When connecting the MC-20 teleconverter to my Olympus OM-D E-M1X it was noticeably snug and tight. As was the connection with my M.Zuiko PRO 40-150 mm f/2.8 zoom lens. There is no doubt in my mind that the MC-20 teleconverter will maintain the weather sealing of the system.
Once installed the MC-20 teleconverter feels like it is a part of the lens. There is no play whatsoever. Everything feels rock solid.
I didn’t notice any issues with auto-focus speed. It’s still fast and accurate. At Hendrie Valley I met another photographer with an E-M1X fitted with the M.Zuiko 300 mm f/4. He asked if he could try a few shots using my MC-20 teleconverter on his gear.
After taking a few images, his impression was that the MC-20 was quicker focusing than the MC-14 teleconverter. Since I don’t own the M.Zuiko PRO 300 mm f/4 or the MC-14… I’ll have to trust his assessment.
In terms of image sharpness, it is unrealistic to expect that adding a teleconverter would not impact image quality to at least a minimal degree. When assessing a teleconverter I don’t bother comparing images captured with it, versus images shot without it and cropped. A cropped image doesn’t have the same flexibility of use that a full image has. So… all that’s important to me is seeing if the overall quality of the image created with a teleconverter meets my needs.
All of the photographs in this article are displayed as 100% captures without any cropping.

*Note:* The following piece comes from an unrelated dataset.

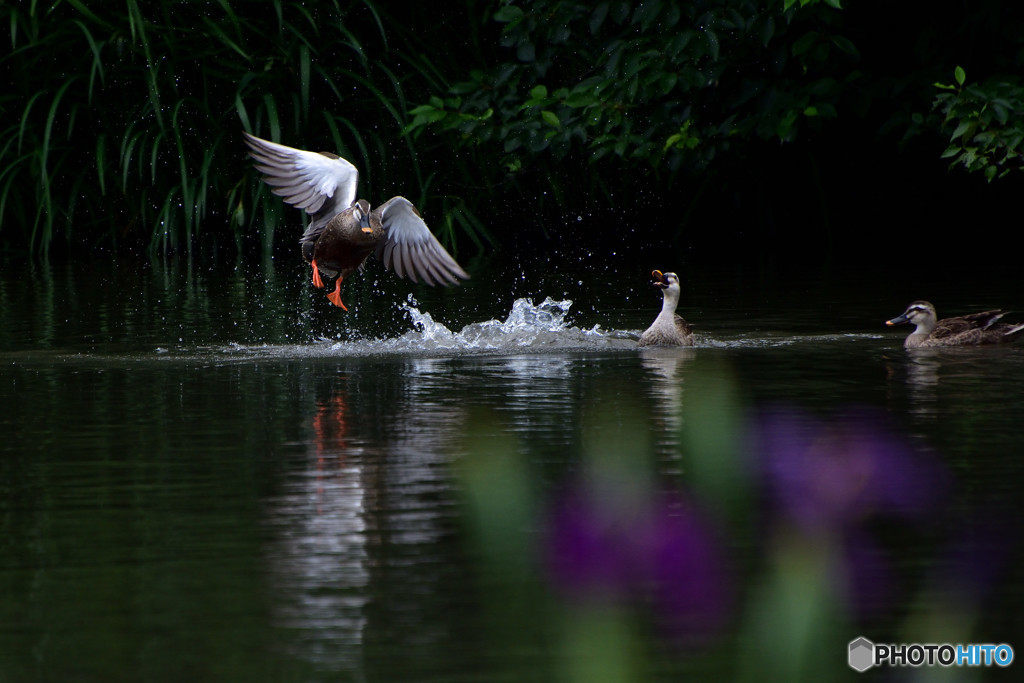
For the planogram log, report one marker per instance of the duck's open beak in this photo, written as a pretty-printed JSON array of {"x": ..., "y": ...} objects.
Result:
[{"x": 899, "y": 319}]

If you check out the EXIF data you’ll notice that I captured all of these images with my M.Zuiko 40-150 mm f/2.8 zoom lens fully extended. I did this purposely since zoom lenses are typically softest when fully extended.
When testing my gear… I like to push it. I think pushing my gear is important for my readers as well… as you get to see what happened. Based on my initial field test results, I have no hesitation using the M.Zuiko MC-20 teleconverter from an image quality standpoint.

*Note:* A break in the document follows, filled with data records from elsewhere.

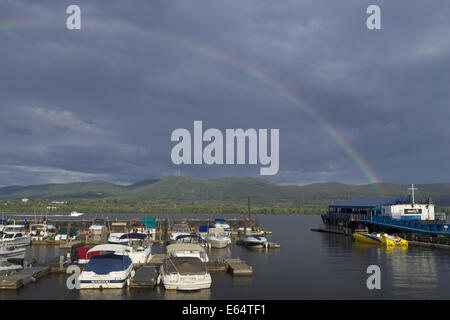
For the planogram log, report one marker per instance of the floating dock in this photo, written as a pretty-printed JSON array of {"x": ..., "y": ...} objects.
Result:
[
  {"x": 23, "y": 277},
  {"x": 144, "y": 277},
  {"x": 238, "y": 267}
]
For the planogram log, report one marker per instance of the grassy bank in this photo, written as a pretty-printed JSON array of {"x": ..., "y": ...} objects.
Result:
[{"x": 143, "y": 206}]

When using the M.Zuiko MC-20 teleconverter it is important to remember that you will lose 1 stop of image stabilization performance with your camera’s IBIS system.
You will also lose 2 stops of light (aperture value reduced by 2 EV steps) when using the M.Zuiko MC-20 teleconverter. This means the M.Zuiko PRO 40-150 mm zoom lens will shoot at a minimum of f/5.6. The M.Zuiko PRO 300 mm prime will shoot at a minimum of f/8.
While many of us focus our use of a teleconverter on distant subjects, it is important to remember that they can also be used for close-up photography. I prefer testing teleconverters with close-up subjects as I find it is a better way for me to assess image sharpness.
The M.Zuiko MC-20 teleconverter is a quality piece of kit. It contains 9 lenses in 4 groups, including an HR lens which suppresses chromatic aberration. Ghosts and flare are kept to a minimum with Olympus ZERO coating.
Before using the M.Zuiko MC-20 it is important that you update the firmware on your camera. Next, attach the M.Zuiko PRO lens you will be using it with, to your camera. Then update the firmware for the PRO lens. If you don’t update camera and lens firmware before attaching the MC-20, you can get an incomplete firmware download and the teleconverter will not work.
The M.Zuiko MC-20 2X teleconverter is a great addition to my Olympus kit. I expect that I will be using it on a very regular basis. More articles that feature images captured with the M.Zuiko MC-20 2X teleconverter will be forthcoming.
All photographs in this article were captured hand-held using camera gear as noted in the EXIF data. All images were produced from RAW files using my standard process.